Un escenario como el que hemos analizado evidencia la necesidad de desarrollar una sensibilidad moral que nos permita construir una conciencia capaz de actuar frente a las dificultades de convivencia. Requerimos sentir indignación, culpa y vergüenza para rechazar y denunciar, con perseverancia, fenómenos colectivos que violan sistemáticamente los derechos humanos. Pero también precisamos sentir compasión, perdón, reconocimiento y solidaridad para no quedarnos impasibles, y exigir mínimas condiciones para el logro de una vida comunitaria digna. Además, necesitamos recordar. Acordarnos de diversos hechos como los mencionados para reconocer, entender y evitar, a través de nuestras acciones, que lo ocurrido se repita. Hace falta afinar la memoria de la sociedad y del Estado; registrar en nuestro imaginario colectivo el daño cometido por obra humana; apreciar y compadecernos del dolor sufrido para comprender desde dentro que, si bien la desmesura y la trasgresión habitan en cada uno de nosotros y en todas las sociedades, también es posible imaginar distintas maneras de estar con los otros en el mundo.

La ley sí existe y las matanzas y atropellos pueden frenarse. La lógica de la complicidad no ha llegado a penetrar todos los vínculos, el orden social no ha colapsado y todavía es posible la convivencia. Pensemos en cómo, luego de ocho años de la absurda muerte de veintinueve jóvenes en la discoteca Utopía, sus familiares todavía siguen en pie de lucha, no se cansan de exigir justicia y están convencidos de reabrir el caso. Asimismo, luego de un año de los asesinatos en Bagua y de múltiples protestas de diversos grupos sociales, se ha aprobado la ley de consulta a los pueblos indígenas. Tampoco podemos dejar de mencionar que, diez años después de finalizado el período de violencia política y a pesar de que la mayoría de recomendaciones y reparaciones sugeridas por el informe de la CVR no se han cumplido hasta el momento, es esperanzador el hecho de que Alberto Fujimori haya sido sentenciado a veinticinco años de prisión por las masacres cometidas en La Cantuta y Barrios Altos, así como el hecho de que se haya anunciado públicamente la construcción del Lugar de la Memoria con el fin de recordar a las víctimas del conflicto armado interno. Estos sucesos son un ejemplo contundente de que sí tiene sentido emprender la larga y crítica lucha por lograr un orden social más justo y solidario, es decir, una sociedad de ciudadanos y ciudadanas.

***

¿POR QUÉ UN LIBRO DE ÉTICA Y CIUDADANÍA PARA JÓVENES UNIVERSITARIOS?
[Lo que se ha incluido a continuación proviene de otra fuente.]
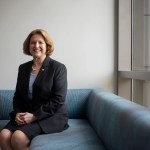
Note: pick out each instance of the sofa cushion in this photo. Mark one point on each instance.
(76, 101)
(122, 124)
(79, 136)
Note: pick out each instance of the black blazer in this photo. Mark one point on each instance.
(49, 93)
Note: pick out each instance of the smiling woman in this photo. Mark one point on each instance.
(39, 99)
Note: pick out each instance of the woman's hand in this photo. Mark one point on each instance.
(24, 118)
(19, 118)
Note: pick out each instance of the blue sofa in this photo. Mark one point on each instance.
(98, 120)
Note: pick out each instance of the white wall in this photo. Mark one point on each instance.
(83, 32)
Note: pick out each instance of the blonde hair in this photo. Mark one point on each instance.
(46, 37)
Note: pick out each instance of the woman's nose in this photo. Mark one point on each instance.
(36, 44)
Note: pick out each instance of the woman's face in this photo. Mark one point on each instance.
(37, 46)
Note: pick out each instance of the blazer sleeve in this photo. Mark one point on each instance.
(58, 94)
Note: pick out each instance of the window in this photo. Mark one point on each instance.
(134, 51)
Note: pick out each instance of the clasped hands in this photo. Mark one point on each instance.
(24, 118)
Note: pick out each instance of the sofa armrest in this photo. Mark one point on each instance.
(120, 123)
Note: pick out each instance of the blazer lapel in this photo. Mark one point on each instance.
(40, 74)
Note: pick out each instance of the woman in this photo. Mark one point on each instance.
(39, 99)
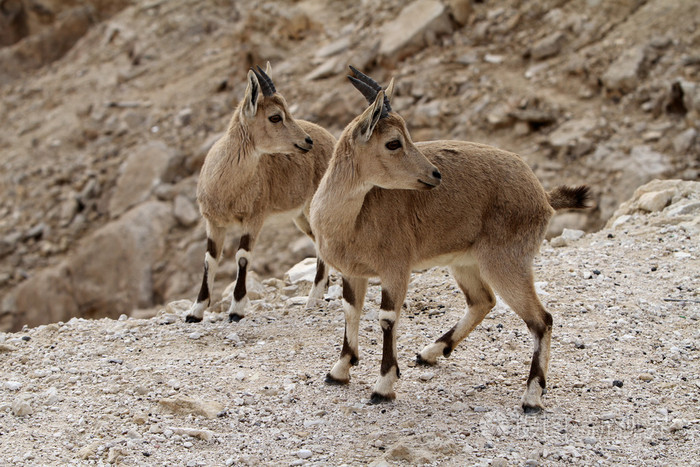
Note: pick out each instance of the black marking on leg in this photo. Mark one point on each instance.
(348, 293)
(388, 357)
(447, 340)
(330, 380)
(531, 409)
(377, 398)
(348, 351)
(536, 370)
(204, 290)
(240, 291)
(211, 248)
(421, 361)
(387, 302)
(245, 243)
(320, 271)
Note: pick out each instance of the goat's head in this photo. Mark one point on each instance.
(381, 146)
(270, 125)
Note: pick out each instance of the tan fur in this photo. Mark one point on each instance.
(258, 168)
(375, 214)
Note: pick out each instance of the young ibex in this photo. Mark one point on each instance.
(387, 206)
(266, 163)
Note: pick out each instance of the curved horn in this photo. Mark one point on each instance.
(266, 84)
(369, 89)
(366, 79)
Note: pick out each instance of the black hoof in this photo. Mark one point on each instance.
(330, 380)
(377, 398)
(531, 409)
(421, 361)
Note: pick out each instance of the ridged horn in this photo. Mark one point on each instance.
(266, 84)
(369, 88)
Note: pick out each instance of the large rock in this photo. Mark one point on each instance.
(674, 198)
(622, 76)
(111, 274)
(142, 171)
(410, 30)
(47, 46)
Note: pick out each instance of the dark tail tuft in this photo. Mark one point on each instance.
(566, 197)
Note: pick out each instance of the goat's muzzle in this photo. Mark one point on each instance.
(306, 146)
(433, 181)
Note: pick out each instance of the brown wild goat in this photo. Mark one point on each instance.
(266, 163)
(387, 206)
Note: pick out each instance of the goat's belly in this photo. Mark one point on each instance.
(460, 258)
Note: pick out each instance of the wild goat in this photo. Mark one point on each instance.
(266, 163)
(387, 206)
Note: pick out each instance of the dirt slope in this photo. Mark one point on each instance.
(623, 384)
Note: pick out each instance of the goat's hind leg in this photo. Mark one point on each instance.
(480, 300)
(354, 290)
(215, 241)
(516, 286)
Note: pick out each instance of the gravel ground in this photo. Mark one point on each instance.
(624, 380)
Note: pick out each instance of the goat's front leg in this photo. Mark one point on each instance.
(215, 242)
(354, 290)
(239, 298)
(393, 295)
(321, 279)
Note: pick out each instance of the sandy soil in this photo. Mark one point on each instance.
(623, 384)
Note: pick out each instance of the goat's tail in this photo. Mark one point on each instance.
(566, 197)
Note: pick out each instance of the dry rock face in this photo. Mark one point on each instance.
(110, 105)
(622, 388)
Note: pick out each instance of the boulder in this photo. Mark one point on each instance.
(111, 274)
(142, 171)
(622, 76)
(409, 31)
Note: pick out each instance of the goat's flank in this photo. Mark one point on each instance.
(266, 163)
(387, 206)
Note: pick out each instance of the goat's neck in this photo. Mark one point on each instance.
(241, 148)
(342, 194)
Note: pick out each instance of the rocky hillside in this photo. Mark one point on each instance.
(623, 383)
(108, 108)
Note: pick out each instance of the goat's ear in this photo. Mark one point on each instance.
(252, 94)
(390, 90)
(369, 118)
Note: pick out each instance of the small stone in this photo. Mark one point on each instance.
(13, 385)
(678, 424)
(186, 405)
(184, 211)
(21, 408)
(655, 201)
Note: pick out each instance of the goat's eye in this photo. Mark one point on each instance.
(393, 145)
Los diversos sucesos de la vida social y política de nuestro país nos recuerdan todos los días las dificultades que supone el hecho de convivir con otros. Ya sea en el espacio privado como en el público, la presencia de otros distintos a nosotros supone un reto permanente para armonizar la vida en común. Hace falta imaginar, desde una mirada amplia y crítica, cómo afrontar una serie de problemas que nos interpelan como ciudadanas y ciudadanos de la sociedad peruana actual. En este sentido, este libro aparece con la intención de crear un espacio de reflexión para estudiantes universitarios a partir de textos académicos e interdisciplinarios que abordan temas de relevancia ética y ciudadana.

La propuesta de esta publicación surge en el contexto de la experiencia pedagógica que se viene realizando en el Área de Humanidades de la Universidad Peruana de Ciencias Aplicadas (UPC) desde 1996 a través del curso Ética y Ciudadanía. La finalidad de este curso es sensibilizar a los estudiantes universitarios respecto de su entorno social, político y económico a través del análisis de situaciones y hechos que se relacionan directamente con los campos de la ética y de la ciudadanía. Este libro celebra, de alguna manera, quince años de una experiencia pedagógica semanal que ha llevado a un equipo de más de veinte profesionales de diversas disciplinas —filosofía, historia, psicología, derecho, comunicación, sociología, lingüística y antropología— y de distintas experiencias generacionales a intentar —entre fracasos e ilusiones— que más de dos mil jóvenes de diecisiete a veinte años se interesen, cada ciclo universitario, por la relevancia que la ética y la ciudadanía tienen en diversos ámbitos de sus vidas.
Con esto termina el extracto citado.